A more serious contention of the claimant is that the charter party did not impose on any one any obligation to pay dispatch money for unloading. It calls attention to the fact that, while the charter says “cargo is to-be loaded with customary dispatch” at a minimum of fifteen *941hundred tons per running day, it is to be dispatched as quickly as the steamer can deliver, but in no case at less than 800 tons per working day; and it argues that the difference between these two phrases shows that the parties did not intend to bind the steamer to load with more than customary dispatch, but that they did require it to undertake to discharge as quickly as it could deliver. For any excess over customary dispatch it might be entitled to compensation, but, as it was bound in any event to deliver as quickly as it could, for so doing it would be entitled to no reward. The argument is ingenious, but scarcely persuasive. In the language of Ford Justice Mathew, quoted by Ford MacNaghten, it “savours of subtility equally foreign to the way in which clauses in charter parties have been put together and built up, and the manner in which the mercantile instruments are understood by business men.” Hulthen v. Stewart & Co. [1903] A. C. 393. It resembles not a little the view of some theologians that good works profit a man nothing. He is bound to keep all the moral laws, and he can get no credit for doing what is merely his duty.
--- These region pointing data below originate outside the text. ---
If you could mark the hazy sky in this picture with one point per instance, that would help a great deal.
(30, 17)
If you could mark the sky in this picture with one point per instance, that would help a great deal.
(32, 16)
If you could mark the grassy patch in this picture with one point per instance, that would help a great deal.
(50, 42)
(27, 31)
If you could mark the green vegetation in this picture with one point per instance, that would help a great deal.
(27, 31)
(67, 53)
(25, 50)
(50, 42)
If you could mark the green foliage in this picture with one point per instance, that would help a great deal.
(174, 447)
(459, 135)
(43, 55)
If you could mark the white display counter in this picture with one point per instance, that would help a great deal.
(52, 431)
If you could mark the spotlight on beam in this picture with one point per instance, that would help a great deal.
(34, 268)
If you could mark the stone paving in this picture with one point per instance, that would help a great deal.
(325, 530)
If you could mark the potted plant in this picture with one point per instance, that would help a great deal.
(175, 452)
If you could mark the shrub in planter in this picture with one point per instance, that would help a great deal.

The ship relies on Dobell v. Watts, Ward & Co., 7 T. L. R. 622, in which the charter provided:

“That the cargo was to be received from alongside ship at port of discharge as customary, as fast as steamer can deliver her in ordinary working hours, not less than 100 standards per day.”

When the ship arrived, a stevedore strike made it impossible for the consignee to take the cargo from the ship at anything like the rate of 100 standards a day. The ship claimed demurrage, to be calculated upon the assumption that the consignees were bound to do so. It was held, however, that this clause in the particular charter was for the protection of the consignee, the interests of the ship having been amply protected by other clauses, and all that the consignee had undertaken to do was to use all due and reasonable diligence.

In the instant case, paragraph 6 of the charter party, above quoted, seems to make it perfectly clear that the parties intended that dispatch was, both in loading and discharging, to be reciprocal with demurrage. Such being the agreement of the parties, there is no reason why it should not be given effect.

A decree in conformity with the conclusions herein stated may be submitted.